We were soon to leave the island state of Singapore to return to Malaysia, but first we enjoyed a last breakfast on the terrace outside The Line. There was no more rain. Isn’t that typical? It had rained off and on the whole time we’d been in Singapore but on our day of departure the sun decided to shine.
As Monsieur buried his nose deep in a newspaper, keen for an update on world events, I dashed around with my camera, snapping the lush surrounds without raindrops distorting the view of the lens. The three-hole putting green amused me; too small to be of any real use, and vaguely decorative, I suppose… As I pondered the wannabe pro golfers who might find it a beneficial amenity, the mysterious mist rising from a valley in the gardens lured me away. Following the quiet path, I found at its end a gazebo overflowing with orchids and tropical flowering plants. It was a florist’s own Shangri La. I managed to snap a few pics of the stunning flowers, colours clashing happily in the shade and a testament to a loving gardener. Then I heard Monsieur calling. It was time to go.
We checked out and walked straight into a cab that was waiting for us, bags already loaded in the boot. Now, that’s what I call efficient. As we drove through Singapore to the Lavender Road bus station, it felt a bit sad to be leaving with so much still to see, but we didn’t have time for regrets. It was now Melaka’s turn to enthrall us.
The bus was full this time.

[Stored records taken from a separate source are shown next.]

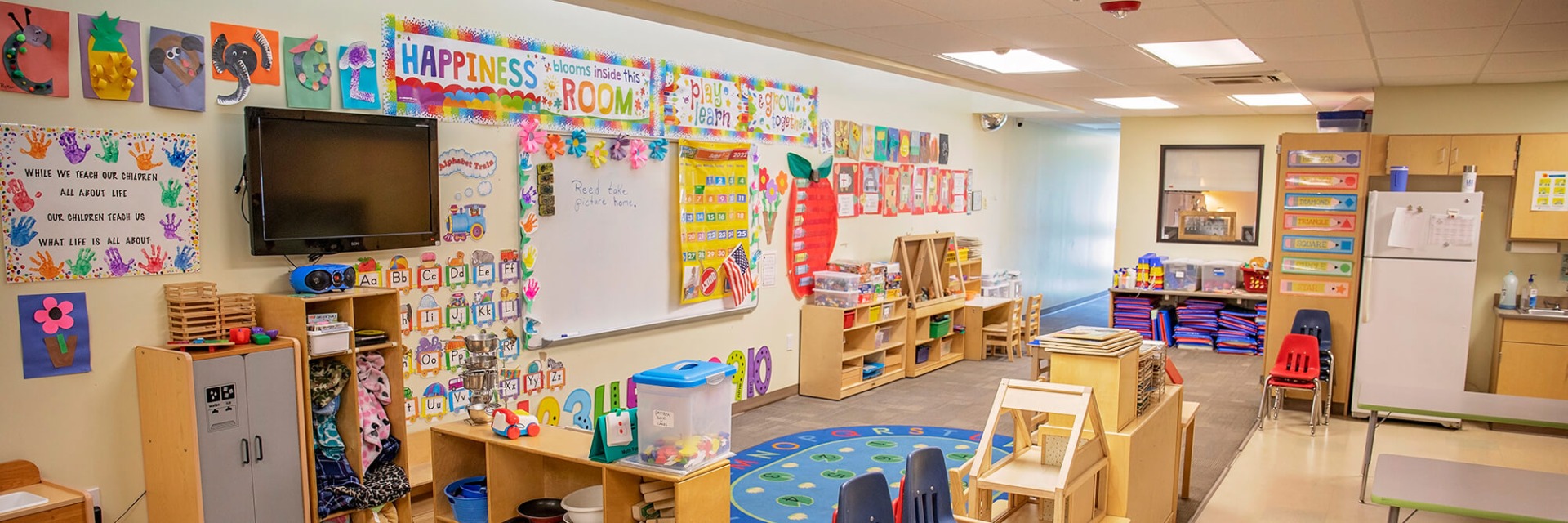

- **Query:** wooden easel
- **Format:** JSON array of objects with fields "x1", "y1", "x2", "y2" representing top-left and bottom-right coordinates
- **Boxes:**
[{"x1": 892, "y1": 232, "x2": 956, "y2": 305}]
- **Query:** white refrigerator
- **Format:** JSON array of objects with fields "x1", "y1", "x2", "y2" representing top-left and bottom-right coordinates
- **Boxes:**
[{"x1": 1350, "y1": 191, "x2": 1481, "y2": 427}]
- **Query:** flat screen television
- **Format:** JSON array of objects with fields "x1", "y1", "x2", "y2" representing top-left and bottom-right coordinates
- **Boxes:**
[{"x1": 245, "y1": 107, "x2": 441, "y2": 256}]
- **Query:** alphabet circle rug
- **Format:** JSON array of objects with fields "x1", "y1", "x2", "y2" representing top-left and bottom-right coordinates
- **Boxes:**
[{"x1": 729, "y1": 426, "x2": 1013, "y2": 523}]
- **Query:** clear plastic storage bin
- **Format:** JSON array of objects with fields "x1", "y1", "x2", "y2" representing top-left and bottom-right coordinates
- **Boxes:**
[
  {"x1": 1203, "y1": 259, "x2": 1242, "y2": 292},
  {"x1": 632, "y1": 360, "x2": 735, "y2": 472},
  {"x1": 811, "y1": 270, "x2": 861, "y2": 292}
]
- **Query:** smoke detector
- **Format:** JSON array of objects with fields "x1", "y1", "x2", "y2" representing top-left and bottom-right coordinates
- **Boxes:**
[{"x1": 1099, "y1": 0, "x2": 1143, "y2": 20}]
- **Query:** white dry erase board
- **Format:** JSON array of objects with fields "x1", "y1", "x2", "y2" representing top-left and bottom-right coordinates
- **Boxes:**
[{"x1": 528, "y1": 145, "x2": 757, "y2": 346}]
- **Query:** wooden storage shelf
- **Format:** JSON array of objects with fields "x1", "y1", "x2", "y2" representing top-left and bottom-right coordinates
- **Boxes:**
[{"x1": 430, "y1": 421, "x2": 729, "y2": 521}]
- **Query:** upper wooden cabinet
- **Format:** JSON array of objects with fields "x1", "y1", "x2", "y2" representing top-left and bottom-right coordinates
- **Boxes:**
[
  {"x1": 1380, "y1": 135, "x2": 1519, "y2": 176},
  {"x1": 1508, "y1": 133, "x2": 1568, "y2": 240}
]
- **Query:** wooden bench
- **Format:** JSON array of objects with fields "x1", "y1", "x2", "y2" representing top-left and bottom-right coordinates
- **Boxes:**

Italian girls chattered away on the back seat as Chinese families unwrapped home-made snacks, bringing forth aromas of chilli, soy, noodles and a sniff of something fishy. Once more we cleared customs twice before zooming along the Malaysian jungle highways. There wasn’t a lot to see. Just trees, a straight road and clear blue sky. We made one rest stop at a small clutch of uninspiring roadside buildings. This time, I did not visit the ladies’ room. I didn’t need to, and didn’t think I could stomach it alongside the pervasive cooking smell from an adjacent noodle bar. Instead, Monsieur and I basked in the warm day, stretching our legs in anticipation of the last stretch of journey.
As we neared Melaka, we drove past a large man-made waterfall gushing water over perfect rock formations. Then I heard ‘Hey Mambo’ playing. At first it sounded like a ringtone and I silently cursed the owner of the offending mobile. The music got louder. It wasn’t a phone, after all; it was the bus’s sound system.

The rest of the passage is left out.